Il ressort de plus en plus que Donald Trump a pris sa décision en coordination avec certains pays arabes, en particulier avec l’Arabie Saoudite. Concrètement cela veut dire quoi ?

 Effectivement, Donald Trump a pris sa décision en coordination avec ses partenaires arabes dont le plus important, l’Arabie saoudite. Cet accord du moins tacite de Riyad résulte comme nous l’avons dit, du fait que le prince héritier Mohamed Ben Salmane soit tenu par des problèmes de politique intérieure bien plus existentiels que la question du statut de Jérusalem. En premier lieu, sur le plan économique, la chute du prix du baril et la baisse de la demande mondiale de pétrole font que l’Arabie saoudite affiche un déficit budgétaire de 100 milliards US$ en 2015 et de 79 milliards US$ en 2016.Avec la stratégie ” Vision 2030 “, l’Arabie saoudite ambitionne ainsi de diversifier son économie nationale pour anticiper l’après-pétrole.

L’étape majeure de cette stratégie consiste en l’introduction en bourse – plus grande introduction en bourse jamais effectuée – du géant pétrolier Saudi Arabian Oil Company dite Saudi Aramco actuellement prévue au second semestre 2018. Il s’agit là d’une opération financière ultra-sensible avec de très lourdes conséquences, et une bataille fait rage entre les places boursières de New York, Londres, Hong Kong mais aussi de Ryad pour obtenir la cotation de l’Aramco.

En second lieu, sur les plans politique et sécuritaire, la légitimité de la monarchie est remise en cause par Al-Qaïda et Daech qui y commettent des attentats, l’intégrité territoriale de l’Etat wahhabite est mise à mal par les aspirations séditieuses des provinces à majorité chiite qui regorgent de pétrole, et surtout, la coalition saoudienne s’est embourbée depuis le 25 mars 2015 dans une guerre sanglante contre les rebelles au Yémen, et les miliciens Houthis parviennent à faire des incursions en territoire saoudien dans les zones frontalières visant fréquemment des bases militaires ainsi que la capitale par des tirs de missile balistique. Par ailleurs, il ne faut pas écarter les risques de conflit militaire à long terme avec la République islamique d’Iran si une solution diplomatique n’est pas trouvée pour mettre un terme à leur litige de leadership régional.

Le Prince héritier saoudien doit aussi composer avec des menaces internes.

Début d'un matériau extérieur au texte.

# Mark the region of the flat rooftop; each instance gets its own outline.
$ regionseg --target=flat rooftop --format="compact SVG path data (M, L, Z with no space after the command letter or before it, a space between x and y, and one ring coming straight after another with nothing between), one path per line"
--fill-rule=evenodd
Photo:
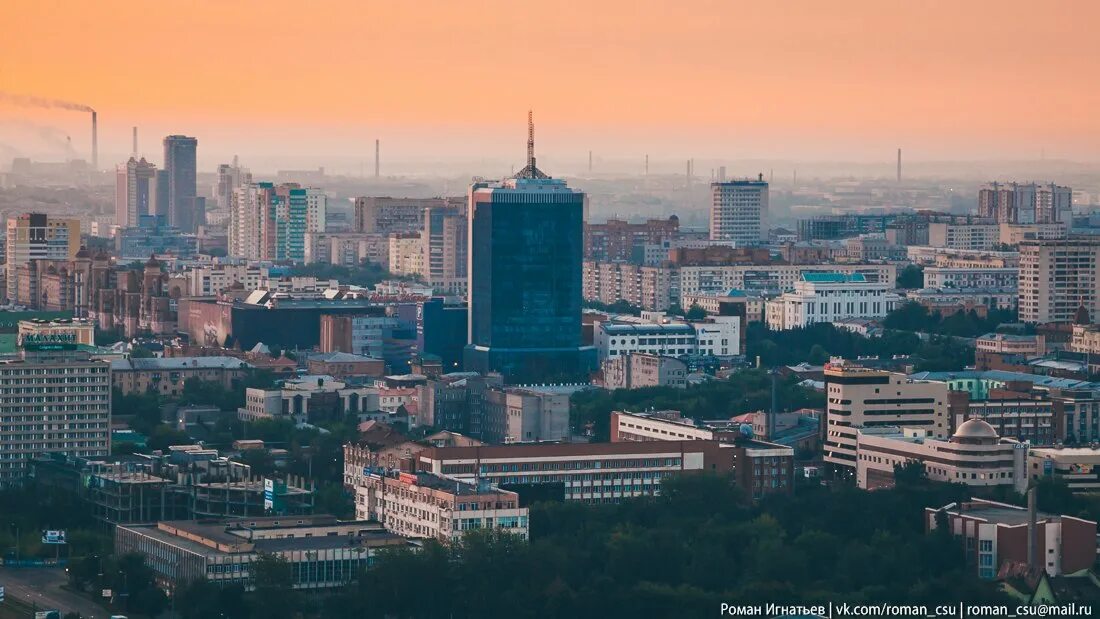
M960 507L962 507L962 509L960 509ZM981 518L986 522L1004 524L1011 527L1027 524L1027 509L1003 503L970 501L963 503L962 506L956 505L948 509L947 512L951 514L961 514L971 518ZM1039 512L1036 515L1036 519L1039 522L1044 520L1058 520L1059 518L1061 518L1061 516L1048 514L1046 512Z

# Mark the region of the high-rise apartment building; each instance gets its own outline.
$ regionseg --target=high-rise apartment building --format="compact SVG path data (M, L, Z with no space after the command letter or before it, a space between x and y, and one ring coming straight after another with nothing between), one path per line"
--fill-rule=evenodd
M508 381L587 375L595 350L581 343L584 193L535 166L470 187L470 344L465 369Z
M72 260L78 251L79 219L52 219L43 213L8 218L7 298L17 297L19 267L31 260Z
M1054 183L989 183L978 190L978 215L1035 224L1073 220L1073 190Z
M306 232L324 232L328 223L328 196L316 187L302 191L306 198Z
M756 245L768 212L768 183L758 180L711 183L710 239Z
M426 209L465 208L465 198L389 198L363 196L355 199L355 231L378 234L420 232Z
M75 340L25 336L0 372L0 487L19 483L42 455L111 453L111 379Z
M306 233L311 225L324 226L326 204L321 190L296 183L261 182L237 188L229 213L229 254L249 260L305 262Z
M1020 320L1070 322L1079 308L1100 311L1100 239L1072 237L1020 243Z
M846 363L825 366L825 463L839 475L855 472L861 428L898 426L951 436L948 385Z
M160 213L157 204L157 166L142 157L130 157L118 166L115 184L115 223L123 228L137 226L142 217Z
M181 232L195 232L206 223L196 208L196 162L199 141L185 135L164 138L164 170L168 173L168 223Z
M584 225L584 259L601 262L640 262L637 248L664 245L676 239L680 218L650 219L633 224L621 219L609 219L602 224ZM667 253L667 252L666 252Z
M430 206L424 213L424 230L420 233L421 276L433 290L444 294L466 294L466 267L469 260L469 238L466 209L453 206Z
M214 185L214 205L222 210L233 208L233 196L240 187L252 183L252 173L246 168L237 165L237 158L233 163L223 163L218 166L218 182Z

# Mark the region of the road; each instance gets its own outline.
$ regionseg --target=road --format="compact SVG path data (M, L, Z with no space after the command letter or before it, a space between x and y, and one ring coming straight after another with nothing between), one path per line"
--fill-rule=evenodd
M33 603L39 610L60 610L62 615L75 612L86 618L110 616L110 611L88 598L62 589L67 581L65 569L60 567L0 567L5 597Z

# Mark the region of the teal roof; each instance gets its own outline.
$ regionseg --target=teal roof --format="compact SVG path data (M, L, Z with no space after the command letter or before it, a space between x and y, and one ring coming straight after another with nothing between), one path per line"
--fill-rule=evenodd
M862 273L803 273L802 281L817 284L843 284L846 282L865 282L867 278Z

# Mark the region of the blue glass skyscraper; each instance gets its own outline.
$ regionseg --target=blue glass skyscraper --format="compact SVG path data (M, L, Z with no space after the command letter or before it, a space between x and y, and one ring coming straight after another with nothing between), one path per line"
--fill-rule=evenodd
M509 383L586 380L595 350L581 342L584 193L535 166L470 187L470 343L464 369Z

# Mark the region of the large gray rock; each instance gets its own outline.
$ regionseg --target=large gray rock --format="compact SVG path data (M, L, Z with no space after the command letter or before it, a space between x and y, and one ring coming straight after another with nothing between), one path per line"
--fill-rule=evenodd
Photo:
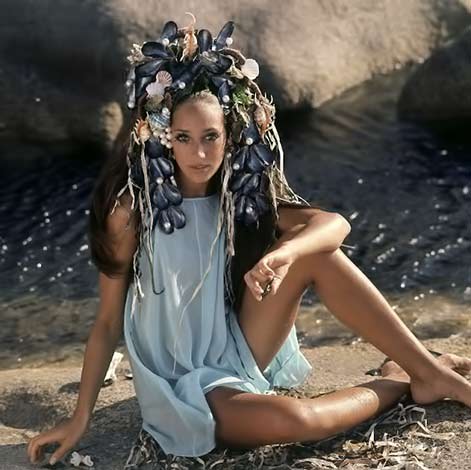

D’abord, les réformes sociales qu’il a entreprises (droit de conduire pour les femmes, autorisation des cinémas après 35 ans d’interdiction) peuvent susciter l’indignation des couches les plus conservatrices de sa population, voire de la cour même. Il doit donc se concentrer sur la bonne cadence des réformes, que cette cadence soit adaptée à ce que la population peut accepter pour écarter tout risque de révolution. Par ailleurs, le spectre du coup d’Etat ou de l’assassinat politique n’est jamais bien loin : l’histoire des monarchies du Golfe regorge d’exemples à cet égard : à Oman, le 23 juillet 1970, le prince Qabus ibn Said renverse son père, le sultan Saïd ibn Taimour lors d’une révolution de palais ; au Qatar,le 27 juin 1995, le prince Hamad ben Khalifa renverse son père, l’émir Khalifa ben Hamad Al Thani par un coup d’Etat alors que celui-ci est en voyage à Genève ; enfin, en Arabie saoudite même, le 25 mars 1975, le roi Fayçal ben Abdelaziz Al Saoud est assassiné de deux balles dans la tête par son neveu Fayçal ben Moussaid.

Une bonne entente avec l’allié américain est pour ainsi dire une condition sine qua non de l’aboutissement des réformes et de la survie même du régime. Par ailleurs et surtout, d’un point de vue théologique, l’Arabie saoudite abrite les deux premières villes saintes de l’islam et le bon déroulement du Hajj est plus important à leurs yeux que la souveraineté arabe sur la troisième ville sainte musulmane, car les incidents au cours du pèlerinage entachent plus profondément leur image et ébranle davantage leur légitimité à être les gardiens de La Mecque et de Médine. En effet, le gardien des lieux saints de Jérusalem est le roi de Jordanie, et en l’espèce, c’est Abdallah II qui sort affaibli par la décision de Donald Trump et non pas  la famille royale saoudienne.